In the early 1980s the compound was used as the site of the Friendship Store, a store for foreign tourists to buy Chinese products. The Friendship Store was located in the former Assistant Judge's House. A new building was built at the southern end of the compound and opened in later 1985.

The compound then became the offices of various Shanghai government bodies. During the 1990s the building was abandoned and became very dilapidated. In the mid-2000s, the Shanghai government commenced a project to revitalize the Yuanmingyuan Road area, including the consulate. The project included tearing down both the old Assistant Judge's house and the Friendship Store built in 1985.

The compound has now been fully restored under the name 33 Waitanyuan, and converted to an entertainment and dining venue managed by Hong Kong and Shanghai Hotels Group's 50% owned Shanghai Peninsula Hotel. It is now used for functions.

Photographs of the restored buildings (and some of the rooms pre-restoration) may be found online.

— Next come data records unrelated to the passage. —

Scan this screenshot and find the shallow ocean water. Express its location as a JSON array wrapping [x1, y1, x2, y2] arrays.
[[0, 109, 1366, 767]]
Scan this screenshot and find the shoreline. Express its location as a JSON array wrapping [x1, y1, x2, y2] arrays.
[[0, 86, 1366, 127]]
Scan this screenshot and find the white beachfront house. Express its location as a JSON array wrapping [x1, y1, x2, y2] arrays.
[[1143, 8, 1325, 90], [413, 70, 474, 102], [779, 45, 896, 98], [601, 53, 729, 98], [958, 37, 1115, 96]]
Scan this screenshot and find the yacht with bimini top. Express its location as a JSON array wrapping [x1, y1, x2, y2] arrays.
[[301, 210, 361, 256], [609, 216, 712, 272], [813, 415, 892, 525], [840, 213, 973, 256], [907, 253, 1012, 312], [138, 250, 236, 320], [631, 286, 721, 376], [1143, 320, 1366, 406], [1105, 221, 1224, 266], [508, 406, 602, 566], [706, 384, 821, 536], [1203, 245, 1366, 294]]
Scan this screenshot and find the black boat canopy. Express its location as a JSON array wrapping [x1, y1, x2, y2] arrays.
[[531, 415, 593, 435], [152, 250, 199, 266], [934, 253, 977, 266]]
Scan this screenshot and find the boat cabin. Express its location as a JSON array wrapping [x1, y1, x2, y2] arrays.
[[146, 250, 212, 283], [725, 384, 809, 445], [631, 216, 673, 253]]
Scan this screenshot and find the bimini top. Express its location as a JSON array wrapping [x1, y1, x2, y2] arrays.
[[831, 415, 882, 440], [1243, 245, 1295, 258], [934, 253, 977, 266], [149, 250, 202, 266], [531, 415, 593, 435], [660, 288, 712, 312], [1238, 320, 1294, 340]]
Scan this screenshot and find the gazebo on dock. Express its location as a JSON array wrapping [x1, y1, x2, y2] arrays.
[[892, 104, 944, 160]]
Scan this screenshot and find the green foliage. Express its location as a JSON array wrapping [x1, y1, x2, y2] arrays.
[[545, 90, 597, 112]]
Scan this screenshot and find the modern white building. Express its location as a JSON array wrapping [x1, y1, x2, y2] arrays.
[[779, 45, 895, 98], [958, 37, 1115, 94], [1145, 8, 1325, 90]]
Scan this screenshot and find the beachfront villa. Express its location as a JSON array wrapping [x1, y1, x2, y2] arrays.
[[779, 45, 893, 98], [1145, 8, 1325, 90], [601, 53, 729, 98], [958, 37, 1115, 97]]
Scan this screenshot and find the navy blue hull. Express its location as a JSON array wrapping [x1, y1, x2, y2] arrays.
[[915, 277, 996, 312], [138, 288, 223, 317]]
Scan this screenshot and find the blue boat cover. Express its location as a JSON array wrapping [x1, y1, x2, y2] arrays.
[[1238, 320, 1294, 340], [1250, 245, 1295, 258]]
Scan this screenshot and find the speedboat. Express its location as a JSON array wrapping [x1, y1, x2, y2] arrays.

A plaque on the Yuanmingyuan Road entrance describes the compound and buildings as follows:

Waitanyuan 33

33 Waitanyuan the former British Consulate General complex is located at the confluence of the Huangpu River and Suzhou Creek and with a total area of almost 23,000 square meters, extends from Zhongshan Dong Xi Road in the east to Yuanmingyuan Road in the west. This was the starting point of the development of the Shanghai concession. The construction of this region began in 1849. There are five buildings in the Complex which have been ranked as key historical sites and cultural relics under state protection, including the former British Consulate General (Building 1), the official residence of the former British Consulate General (Building 2), the former Church Apartments (Building 3), the former Union Church (Building 4) and the former Shanghai Rowing club. These five buildings are important parts of the architecture of the Bund and also boast 27 ancient and famous trees around its magnificent gardens.